The film hops between locations on the most spurious of narrative links – places visited include betting shops, a gym, a dance hall, a number of restaurants and clubs, a sex worker's flat, and a casino populated by gangsters – and in a manner that should bring a smile to the lips of anyone familiar with the aforementioned John Cleese parody. Elsewhere, though, there is real wit on display, with a health club warmly introduced as a place where "women are subjected to machines and operations that would have delighted the Marquis De Sade," while the illegality of a sex worker's soliciting is given an amusingly innocent air with the suggestion that she's spotted and old friend and is simply waving hello.

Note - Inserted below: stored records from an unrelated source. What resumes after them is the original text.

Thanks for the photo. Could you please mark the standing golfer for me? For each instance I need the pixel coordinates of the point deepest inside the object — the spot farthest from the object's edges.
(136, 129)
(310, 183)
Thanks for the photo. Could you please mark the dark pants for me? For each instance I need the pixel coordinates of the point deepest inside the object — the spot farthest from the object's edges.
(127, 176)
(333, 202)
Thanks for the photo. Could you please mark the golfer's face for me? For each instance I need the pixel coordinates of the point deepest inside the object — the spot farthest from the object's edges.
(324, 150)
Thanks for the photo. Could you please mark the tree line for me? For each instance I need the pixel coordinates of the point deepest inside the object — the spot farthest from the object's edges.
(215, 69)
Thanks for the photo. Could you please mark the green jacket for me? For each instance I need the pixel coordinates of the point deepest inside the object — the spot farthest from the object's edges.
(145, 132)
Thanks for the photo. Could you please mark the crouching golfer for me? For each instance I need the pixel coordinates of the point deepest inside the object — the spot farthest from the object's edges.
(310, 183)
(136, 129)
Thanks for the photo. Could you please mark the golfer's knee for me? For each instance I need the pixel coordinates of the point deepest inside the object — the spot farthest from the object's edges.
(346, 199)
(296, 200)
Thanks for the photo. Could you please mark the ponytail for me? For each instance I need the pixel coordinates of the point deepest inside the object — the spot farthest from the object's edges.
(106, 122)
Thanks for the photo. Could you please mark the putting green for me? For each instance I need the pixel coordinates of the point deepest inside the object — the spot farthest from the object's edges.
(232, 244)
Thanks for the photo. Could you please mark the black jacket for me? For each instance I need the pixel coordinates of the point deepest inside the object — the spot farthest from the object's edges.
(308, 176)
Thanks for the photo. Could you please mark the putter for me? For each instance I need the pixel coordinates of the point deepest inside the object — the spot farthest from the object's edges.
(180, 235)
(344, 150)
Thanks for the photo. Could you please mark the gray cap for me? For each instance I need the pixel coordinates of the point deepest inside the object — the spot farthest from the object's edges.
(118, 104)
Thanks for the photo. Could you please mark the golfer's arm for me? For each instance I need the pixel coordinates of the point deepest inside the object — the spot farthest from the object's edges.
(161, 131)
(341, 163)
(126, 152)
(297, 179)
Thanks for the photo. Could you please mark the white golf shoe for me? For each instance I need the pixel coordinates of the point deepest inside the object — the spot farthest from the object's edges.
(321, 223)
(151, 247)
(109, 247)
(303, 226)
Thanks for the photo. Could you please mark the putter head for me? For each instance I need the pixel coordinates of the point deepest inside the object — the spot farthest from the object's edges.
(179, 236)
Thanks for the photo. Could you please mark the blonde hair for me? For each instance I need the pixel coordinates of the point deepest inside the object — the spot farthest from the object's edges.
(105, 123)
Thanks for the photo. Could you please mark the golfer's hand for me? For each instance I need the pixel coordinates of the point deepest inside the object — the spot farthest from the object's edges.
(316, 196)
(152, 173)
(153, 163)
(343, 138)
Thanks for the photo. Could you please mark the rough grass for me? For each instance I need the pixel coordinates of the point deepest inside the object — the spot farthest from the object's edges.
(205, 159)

Revealing it may be, but a straight documentary it certainly is not, with the number of scenes clearly staged for the camera creating an air of artificiality that's actually rather quaint, from the German tourist who makes use of the services offered by a local sex worker to the nudie film-making beatniks and the lonely patrons of the unlicensed clubs that so annoy our humble narrator. Other elements appear to be for real, including a number of stage performances and the fast-talking comic who opens the film, and in this respect London in the Raw functions as a useful record of the varied club and pub entertainment of the day. Whether you actually enjoy it will depend on your musical tastes and your tolerance of the likes of "Tommy Pudding, King of the Cockneys."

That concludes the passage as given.